The well-engineered, poor fitting kit is the opposite. It starts with confidence – “oh, this is going to work out nicely”, and then shifts to surprise when you have a big old trench of a gap in the wingroot. I’m looking at you, Hasegawa P-40s.
Best of Both Worlds
The best kits combine engineering and fit to surprise, delight and engage. And only a few manufacturers really manage to pull this off consistently – especially while keeping the other factors of detail and accuracy well in hand.
To my mind and in my own experience, they are:
Tamiya – Of course. And particularly with anything they’ve done in the last, oh, fifteen years. There are some older kits that have problems. And there are some questionable reboxings of other manufacturers’ plastic.
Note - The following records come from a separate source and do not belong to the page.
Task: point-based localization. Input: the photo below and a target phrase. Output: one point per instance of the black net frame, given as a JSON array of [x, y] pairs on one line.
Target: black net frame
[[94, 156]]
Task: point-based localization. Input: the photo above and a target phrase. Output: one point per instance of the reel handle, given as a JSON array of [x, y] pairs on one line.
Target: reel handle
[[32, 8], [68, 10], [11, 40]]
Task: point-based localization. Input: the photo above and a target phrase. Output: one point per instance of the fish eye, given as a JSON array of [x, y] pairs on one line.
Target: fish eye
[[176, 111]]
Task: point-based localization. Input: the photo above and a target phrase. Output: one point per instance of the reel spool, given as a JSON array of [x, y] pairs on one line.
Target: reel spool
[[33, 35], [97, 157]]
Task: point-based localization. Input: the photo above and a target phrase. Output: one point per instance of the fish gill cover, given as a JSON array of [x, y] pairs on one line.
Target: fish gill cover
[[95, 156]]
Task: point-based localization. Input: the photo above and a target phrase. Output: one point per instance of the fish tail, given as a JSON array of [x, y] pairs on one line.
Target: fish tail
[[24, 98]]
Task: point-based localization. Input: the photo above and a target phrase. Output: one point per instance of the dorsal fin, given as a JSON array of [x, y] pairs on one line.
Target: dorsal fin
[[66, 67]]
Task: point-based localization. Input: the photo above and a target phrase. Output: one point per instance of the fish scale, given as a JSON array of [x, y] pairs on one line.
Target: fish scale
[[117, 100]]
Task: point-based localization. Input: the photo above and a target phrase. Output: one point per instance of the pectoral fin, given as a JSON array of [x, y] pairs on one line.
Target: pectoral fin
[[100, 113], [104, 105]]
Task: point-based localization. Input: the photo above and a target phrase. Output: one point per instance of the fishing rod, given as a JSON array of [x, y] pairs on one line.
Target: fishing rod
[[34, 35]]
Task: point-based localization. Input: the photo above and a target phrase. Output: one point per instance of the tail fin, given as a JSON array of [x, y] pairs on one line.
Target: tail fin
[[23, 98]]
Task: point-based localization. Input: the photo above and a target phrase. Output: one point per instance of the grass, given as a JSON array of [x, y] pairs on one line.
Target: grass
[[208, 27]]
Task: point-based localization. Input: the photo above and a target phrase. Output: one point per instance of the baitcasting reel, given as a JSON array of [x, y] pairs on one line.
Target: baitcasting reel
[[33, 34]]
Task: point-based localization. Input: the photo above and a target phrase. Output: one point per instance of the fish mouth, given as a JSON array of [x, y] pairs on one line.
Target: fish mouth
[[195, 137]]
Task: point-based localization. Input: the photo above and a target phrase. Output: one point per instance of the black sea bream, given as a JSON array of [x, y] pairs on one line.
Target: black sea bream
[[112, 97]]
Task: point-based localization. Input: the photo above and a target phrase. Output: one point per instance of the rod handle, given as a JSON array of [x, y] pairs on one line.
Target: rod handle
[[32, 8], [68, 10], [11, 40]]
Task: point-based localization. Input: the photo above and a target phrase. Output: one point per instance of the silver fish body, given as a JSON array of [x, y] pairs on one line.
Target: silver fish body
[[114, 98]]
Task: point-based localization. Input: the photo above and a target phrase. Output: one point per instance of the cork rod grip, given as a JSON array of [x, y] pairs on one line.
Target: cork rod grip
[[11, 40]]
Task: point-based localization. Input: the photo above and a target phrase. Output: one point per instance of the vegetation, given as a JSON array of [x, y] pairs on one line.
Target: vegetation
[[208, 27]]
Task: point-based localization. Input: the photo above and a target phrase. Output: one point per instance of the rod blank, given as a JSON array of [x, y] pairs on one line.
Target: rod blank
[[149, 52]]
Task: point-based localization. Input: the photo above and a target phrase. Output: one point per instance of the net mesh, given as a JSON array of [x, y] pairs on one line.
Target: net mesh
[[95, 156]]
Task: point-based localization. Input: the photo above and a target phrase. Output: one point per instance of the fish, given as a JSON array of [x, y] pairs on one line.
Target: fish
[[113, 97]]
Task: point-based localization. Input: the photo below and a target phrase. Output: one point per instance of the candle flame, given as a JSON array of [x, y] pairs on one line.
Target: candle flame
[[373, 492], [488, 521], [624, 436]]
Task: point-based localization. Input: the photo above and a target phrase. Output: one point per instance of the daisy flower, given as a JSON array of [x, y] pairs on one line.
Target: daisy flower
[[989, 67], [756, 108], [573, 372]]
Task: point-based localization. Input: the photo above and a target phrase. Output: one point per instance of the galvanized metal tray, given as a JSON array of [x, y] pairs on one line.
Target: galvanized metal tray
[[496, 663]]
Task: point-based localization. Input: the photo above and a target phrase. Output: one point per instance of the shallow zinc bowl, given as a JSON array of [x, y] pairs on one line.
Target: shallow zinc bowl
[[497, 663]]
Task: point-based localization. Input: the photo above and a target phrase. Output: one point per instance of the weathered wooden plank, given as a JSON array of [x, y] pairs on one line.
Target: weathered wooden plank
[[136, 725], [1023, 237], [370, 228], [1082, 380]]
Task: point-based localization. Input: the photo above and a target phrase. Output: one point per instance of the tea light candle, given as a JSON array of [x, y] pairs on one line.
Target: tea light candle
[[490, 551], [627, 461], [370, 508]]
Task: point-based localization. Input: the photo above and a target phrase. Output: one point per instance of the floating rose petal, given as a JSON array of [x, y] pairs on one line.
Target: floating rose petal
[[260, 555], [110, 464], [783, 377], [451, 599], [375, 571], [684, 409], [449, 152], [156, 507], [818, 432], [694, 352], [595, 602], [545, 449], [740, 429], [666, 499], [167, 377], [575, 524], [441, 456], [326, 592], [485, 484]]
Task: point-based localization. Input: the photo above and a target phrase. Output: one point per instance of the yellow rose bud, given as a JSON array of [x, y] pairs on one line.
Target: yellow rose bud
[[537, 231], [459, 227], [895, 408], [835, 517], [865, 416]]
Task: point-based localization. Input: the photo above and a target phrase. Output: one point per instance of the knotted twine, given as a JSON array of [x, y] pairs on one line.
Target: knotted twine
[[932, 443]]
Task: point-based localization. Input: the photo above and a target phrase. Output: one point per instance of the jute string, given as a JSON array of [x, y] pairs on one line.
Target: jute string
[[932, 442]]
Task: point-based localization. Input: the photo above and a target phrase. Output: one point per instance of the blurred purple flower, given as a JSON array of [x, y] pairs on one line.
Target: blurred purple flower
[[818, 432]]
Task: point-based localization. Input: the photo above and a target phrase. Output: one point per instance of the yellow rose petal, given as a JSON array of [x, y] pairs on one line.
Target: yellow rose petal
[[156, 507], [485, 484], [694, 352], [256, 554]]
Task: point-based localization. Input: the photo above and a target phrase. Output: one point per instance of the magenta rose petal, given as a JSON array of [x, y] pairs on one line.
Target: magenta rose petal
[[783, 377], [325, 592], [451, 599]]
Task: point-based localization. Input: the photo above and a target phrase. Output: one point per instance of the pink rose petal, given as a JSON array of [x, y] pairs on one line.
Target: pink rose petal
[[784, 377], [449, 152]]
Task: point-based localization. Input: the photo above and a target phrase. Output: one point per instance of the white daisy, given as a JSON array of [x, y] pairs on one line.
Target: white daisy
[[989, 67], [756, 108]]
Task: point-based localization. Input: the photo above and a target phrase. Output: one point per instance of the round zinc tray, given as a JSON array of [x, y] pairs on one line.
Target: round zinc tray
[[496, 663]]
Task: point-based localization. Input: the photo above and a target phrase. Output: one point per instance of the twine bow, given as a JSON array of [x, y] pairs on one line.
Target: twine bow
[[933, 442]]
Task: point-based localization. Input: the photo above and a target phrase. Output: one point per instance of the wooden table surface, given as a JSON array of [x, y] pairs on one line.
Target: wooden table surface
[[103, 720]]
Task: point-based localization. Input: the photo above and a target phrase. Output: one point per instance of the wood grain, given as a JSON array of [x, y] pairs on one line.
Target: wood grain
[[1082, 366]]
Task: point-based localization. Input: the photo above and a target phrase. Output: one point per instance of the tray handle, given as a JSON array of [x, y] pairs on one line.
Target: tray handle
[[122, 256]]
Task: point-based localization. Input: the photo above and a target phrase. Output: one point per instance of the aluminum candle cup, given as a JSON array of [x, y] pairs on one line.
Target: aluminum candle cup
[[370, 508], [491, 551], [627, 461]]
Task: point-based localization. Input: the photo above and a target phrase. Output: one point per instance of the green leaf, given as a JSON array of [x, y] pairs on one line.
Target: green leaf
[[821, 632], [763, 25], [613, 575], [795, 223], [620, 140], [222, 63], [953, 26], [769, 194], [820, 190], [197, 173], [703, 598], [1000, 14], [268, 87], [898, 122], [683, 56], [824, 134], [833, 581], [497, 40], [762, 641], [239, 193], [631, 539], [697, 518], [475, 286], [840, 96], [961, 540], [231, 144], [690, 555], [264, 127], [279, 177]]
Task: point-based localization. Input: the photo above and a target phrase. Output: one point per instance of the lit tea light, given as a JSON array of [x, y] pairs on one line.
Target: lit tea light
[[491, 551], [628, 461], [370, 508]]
But it doesn’t get much better than their 1/32 Corsair or their 1/48 P-47. A lot of their armor can come in for praise, too, but a good chunk of their run is getting dated now, and lacks certain engineering features like torsion bar suspensions or one-piece barrels that are becoming more the norm.
Wingnut Wings – Masters of their domain, pure and simple. I have yet to hear of a single Wingnut kit that’s poorly thought out or that just doesn’t fit.
HK Models – While HK has been dinged for certain accuracy flubs – the shape of the B-25’s propellers or the tread pattern on its wheels or the shape of the Mosquito’s engine nacelles, in terms of engineering and fit they’re really hard to beat.